That the continuation is being dispatched onto a new thread rather than inlined is intentional. Let's break this down:

  1. You're calling Task.Delay(100). After 100 milliseconds, the underlying Task will transition to a completed state. But that transition will happen on an arbitrary ThreadPool / IOCP thread; it won't happen on a thread under the ASP.NET sync context.

  2. The .ContinueWith(..., ExecuteSynchronously) will cause the Debug.WriteLine(2) to take place on the thread that transitioned the Task.Delay(100) to a terminal state. ContinueWith will itself return a new Task.

  3. You're awaiting the Task returned by [2]. Since the thread which completes Task [2] isn't under the control of the ASP.NET sync context, the async / await machinery will call SynchronizationContext.Post. This method is contracted always to dispatch asynchronously.

The async / await machinery does have some optimizations to execute continuations inline on the completing thread rather than calling SynchronizationContext.Post, but that optimization only kicks in if the completing thread is currently running under the sync context that it's about to dispatch to. This isn't the case in your sample above, as [2] is running on an arbitrary thread pool thread, but it needs to dispatch back to the AspNetSynchronizationContext to run the [3] continuation. This also explains why the thread hop doesn't occur if you use .ConfigureAwait(false): the [3] continuation can be inlined in [2] since it's going to be dispatched under the default sync context.

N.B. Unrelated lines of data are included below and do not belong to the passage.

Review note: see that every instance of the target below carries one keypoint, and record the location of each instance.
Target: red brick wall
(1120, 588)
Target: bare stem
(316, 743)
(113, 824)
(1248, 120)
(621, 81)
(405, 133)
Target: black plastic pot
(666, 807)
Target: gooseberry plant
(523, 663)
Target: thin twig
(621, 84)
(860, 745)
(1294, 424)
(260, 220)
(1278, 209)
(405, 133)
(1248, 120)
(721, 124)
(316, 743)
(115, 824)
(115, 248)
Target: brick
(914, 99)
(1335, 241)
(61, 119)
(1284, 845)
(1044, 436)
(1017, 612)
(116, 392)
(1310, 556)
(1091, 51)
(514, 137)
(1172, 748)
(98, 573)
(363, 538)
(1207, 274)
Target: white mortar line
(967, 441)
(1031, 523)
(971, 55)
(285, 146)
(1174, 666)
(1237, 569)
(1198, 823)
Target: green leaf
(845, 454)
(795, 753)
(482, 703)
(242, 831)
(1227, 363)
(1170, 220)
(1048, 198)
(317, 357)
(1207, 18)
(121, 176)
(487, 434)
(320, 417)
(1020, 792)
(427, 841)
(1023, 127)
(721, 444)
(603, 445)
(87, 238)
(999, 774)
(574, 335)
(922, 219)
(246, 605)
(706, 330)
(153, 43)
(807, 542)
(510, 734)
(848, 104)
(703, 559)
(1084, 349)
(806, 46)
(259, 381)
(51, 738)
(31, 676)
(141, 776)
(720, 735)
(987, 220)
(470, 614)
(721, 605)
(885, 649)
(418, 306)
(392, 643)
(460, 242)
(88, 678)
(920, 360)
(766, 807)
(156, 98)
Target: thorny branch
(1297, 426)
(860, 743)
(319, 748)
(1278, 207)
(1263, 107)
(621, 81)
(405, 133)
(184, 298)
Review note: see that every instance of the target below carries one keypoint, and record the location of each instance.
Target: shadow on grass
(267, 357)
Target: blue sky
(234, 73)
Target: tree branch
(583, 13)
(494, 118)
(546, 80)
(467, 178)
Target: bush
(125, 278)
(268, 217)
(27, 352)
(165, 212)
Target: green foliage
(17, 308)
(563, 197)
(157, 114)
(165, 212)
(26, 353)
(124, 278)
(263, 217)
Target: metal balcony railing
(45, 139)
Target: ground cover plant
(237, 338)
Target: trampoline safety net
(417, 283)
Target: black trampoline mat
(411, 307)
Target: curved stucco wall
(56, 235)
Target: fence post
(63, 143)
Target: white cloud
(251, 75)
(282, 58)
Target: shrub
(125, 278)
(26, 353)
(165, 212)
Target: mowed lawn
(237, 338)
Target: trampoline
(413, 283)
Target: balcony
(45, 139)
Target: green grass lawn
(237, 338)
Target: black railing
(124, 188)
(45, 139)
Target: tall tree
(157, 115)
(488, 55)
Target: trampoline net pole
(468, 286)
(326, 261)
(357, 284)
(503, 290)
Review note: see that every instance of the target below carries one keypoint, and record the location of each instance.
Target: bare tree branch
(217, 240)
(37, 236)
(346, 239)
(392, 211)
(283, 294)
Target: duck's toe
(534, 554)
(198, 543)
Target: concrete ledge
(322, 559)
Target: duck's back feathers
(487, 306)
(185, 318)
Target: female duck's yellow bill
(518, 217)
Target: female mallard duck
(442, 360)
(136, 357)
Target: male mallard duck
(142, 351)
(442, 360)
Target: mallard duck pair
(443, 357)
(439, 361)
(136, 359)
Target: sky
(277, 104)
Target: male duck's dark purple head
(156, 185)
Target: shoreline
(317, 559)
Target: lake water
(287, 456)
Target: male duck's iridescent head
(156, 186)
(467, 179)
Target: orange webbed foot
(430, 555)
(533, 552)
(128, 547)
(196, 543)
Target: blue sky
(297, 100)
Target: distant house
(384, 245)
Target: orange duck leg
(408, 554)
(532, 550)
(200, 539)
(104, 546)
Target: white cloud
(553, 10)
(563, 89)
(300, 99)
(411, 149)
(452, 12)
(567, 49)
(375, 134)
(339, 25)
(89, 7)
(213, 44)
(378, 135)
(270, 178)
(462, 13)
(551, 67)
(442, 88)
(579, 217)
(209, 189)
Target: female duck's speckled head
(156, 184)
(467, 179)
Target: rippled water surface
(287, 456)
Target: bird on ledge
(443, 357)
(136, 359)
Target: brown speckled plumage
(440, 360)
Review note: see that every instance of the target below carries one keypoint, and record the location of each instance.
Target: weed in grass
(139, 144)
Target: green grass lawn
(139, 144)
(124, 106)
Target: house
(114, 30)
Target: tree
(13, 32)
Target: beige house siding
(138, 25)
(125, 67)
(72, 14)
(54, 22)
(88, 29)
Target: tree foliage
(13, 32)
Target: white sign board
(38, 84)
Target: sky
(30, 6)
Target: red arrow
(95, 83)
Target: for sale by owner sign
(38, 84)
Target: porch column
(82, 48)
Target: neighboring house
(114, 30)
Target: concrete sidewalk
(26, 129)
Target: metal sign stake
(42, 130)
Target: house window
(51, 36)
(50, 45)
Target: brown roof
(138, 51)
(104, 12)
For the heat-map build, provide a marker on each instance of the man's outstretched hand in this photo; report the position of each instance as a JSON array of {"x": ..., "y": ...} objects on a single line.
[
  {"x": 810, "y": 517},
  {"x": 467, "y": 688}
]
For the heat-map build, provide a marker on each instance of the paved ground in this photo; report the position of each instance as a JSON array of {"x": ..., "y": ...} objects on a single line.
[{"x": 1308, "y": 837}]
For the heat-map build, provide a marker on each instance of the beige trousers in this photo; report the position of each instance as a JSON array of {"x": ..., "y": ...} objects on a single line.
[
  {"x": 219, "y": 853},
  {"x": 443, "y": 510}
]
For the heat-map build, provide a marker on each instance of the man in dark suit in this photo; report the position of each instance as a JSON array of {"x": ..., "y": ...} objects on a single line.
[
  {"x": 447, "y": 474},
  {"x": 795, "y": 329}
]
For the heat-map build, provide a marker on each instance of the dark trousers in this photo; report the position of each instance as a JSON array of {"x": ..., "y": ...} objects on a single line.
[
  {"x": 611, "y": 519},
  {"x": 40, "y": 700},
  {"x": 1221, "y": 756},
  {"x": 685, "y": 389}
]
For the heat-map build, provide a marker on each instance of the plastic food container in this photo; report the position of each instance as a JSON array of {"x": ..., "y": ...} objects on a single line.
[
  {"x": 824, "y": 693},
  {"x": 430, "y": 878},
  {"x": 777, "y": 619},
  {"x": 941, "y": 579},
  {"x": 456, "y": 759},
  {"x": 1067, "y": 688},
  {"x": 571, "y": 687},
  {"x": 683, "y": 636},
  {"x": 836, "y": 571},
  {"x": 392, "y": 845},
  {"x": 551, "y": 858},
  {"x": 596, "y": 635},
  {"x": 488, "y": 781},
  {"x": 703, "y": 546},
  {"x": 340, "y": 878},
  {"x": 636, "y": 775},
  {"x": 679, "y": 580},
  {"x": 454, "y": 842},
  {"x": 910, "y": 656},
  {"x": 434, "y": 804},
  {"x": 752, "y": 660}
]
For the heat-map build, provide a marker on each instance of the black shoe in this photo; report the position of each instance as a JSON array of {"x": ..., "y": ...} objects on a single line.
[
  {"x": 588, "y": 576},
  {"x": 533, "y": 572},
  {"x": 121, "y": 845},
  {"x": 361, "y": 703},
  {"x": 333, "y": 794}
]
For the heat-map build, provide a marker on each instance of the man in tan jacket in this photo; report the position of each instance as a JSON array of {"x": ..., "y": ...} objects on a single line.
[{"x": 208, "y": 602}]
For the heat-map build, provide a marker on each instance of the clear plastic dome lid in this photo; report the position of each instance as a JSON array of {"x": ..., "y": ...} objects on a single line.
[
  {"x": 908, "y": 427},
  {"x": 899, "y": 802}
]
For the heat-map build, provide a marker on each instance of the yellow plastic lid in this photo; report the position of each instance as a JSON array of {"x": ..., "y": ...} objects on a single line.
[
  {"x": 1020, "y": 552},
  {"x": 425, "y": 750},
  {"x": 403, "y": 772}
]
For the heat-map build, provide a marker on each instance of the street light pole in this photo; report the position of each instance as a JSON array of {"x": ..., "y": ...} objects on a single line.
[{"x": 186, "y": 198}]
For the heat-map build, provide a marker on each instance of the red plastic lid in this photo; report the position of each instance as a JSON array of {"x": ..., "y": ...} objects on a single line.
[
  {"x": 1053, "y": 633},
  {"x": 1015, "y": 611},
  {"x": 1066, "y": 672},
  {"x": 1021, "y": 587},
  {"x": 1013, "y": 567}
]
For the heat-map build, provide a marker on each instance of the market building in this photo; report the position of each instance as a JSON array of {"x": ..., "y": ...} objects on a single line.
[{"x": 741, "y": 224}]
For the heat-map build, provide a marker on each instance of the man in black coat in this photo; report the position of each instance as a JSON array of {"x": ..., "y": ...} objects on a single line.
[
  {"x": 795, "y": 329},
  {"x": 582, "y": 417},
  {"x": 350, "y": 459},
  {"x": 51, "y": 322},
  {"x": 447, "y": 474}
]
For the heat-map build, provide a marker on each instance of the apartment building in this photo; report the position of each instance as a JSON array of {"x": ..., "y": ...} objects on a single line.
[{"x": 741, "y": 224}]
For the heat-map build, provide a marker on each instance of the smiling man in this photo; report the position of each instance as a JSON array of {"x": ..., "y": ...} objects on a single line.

To your other questions re: Task.Wait() and Task.Result, the new sync context was not intended to reduce deadlock conditions relative to .NET 4.0. (In fact, it's slightly easier to get deadlocks in the new sync context than it was in the old context.) The new sync context was intended to have an implementation of .Post() that plays well with the async / await machinery, which the old sync context failed miserably at doing. (The old sync context's implementation of .Post() was to block the calling thread until the synchronization primitive was available, then dispatch the callback inline.)

Calling Task.Wait() and Task.Result from the request thread on a Task not known to be completed can still cause deadlocks, just like calling Task.Wait() or Task.Result from the UI thread in a Win Forms or WPF application.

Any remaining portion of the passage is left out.